Iran’s Revolutionary Guard Corps is constructing a massive new ship that would expand its reach to new waterways.
The ship is being built near the Strait of Hormuz in order for Iran to create a larger presence in the strategic shipping lane, which is of international importance for the transport of energy supplies, the Associated Press reported.
The Strait of Hormuz, located between the Persian Gulf and the Gulf of Oman, is the only sea route from the Persian Gulf to the open ocean. It is considered one of the world’s most important shipping points for oil, with an average of 21 million barrels a day flowing through the strait, which is over 20 percent of global consumption.
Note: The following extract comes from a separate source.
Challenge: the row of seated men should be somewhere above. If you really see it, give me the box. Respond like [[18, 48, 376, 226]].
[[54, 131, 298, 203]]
The Shahid Mahdavi would give the Revolutionary Guard a floating platform to launch its fleet of fast smaller boats that have been designed to go up against naval vessels in the region, especially from the U.S.
With U.S.-led Western negotiations on a new nuclear deal with Iran faltering, experts worry about future confrontations in the area between Iran and Western vessels.
“They are looking beyond the Persian Gulf and into the blue waters of the Arabian Sea and the Red Sea and the northern Indian Ocean,” said Farzin Nadimi, of the Washington Institute for Near-East Policy, an expert on Iran’s military.
According to the Iranian Fars news agency, the Shahid Mahdavi will be a “mobile naval city” with the ability to ensure “the security of Iran’s trade lines, as well as the rights of Iranian sailors and fishermen in the high seas.”
“This range of new defense and combat innovations for the construction of heavy vessels, in line with the mass development of light vessels, and equipping them with various arrays can maintain Iran’s authority over the Persian Gulf and the (Gulf) of Oman always in the face of transregional enemies,” Fars said.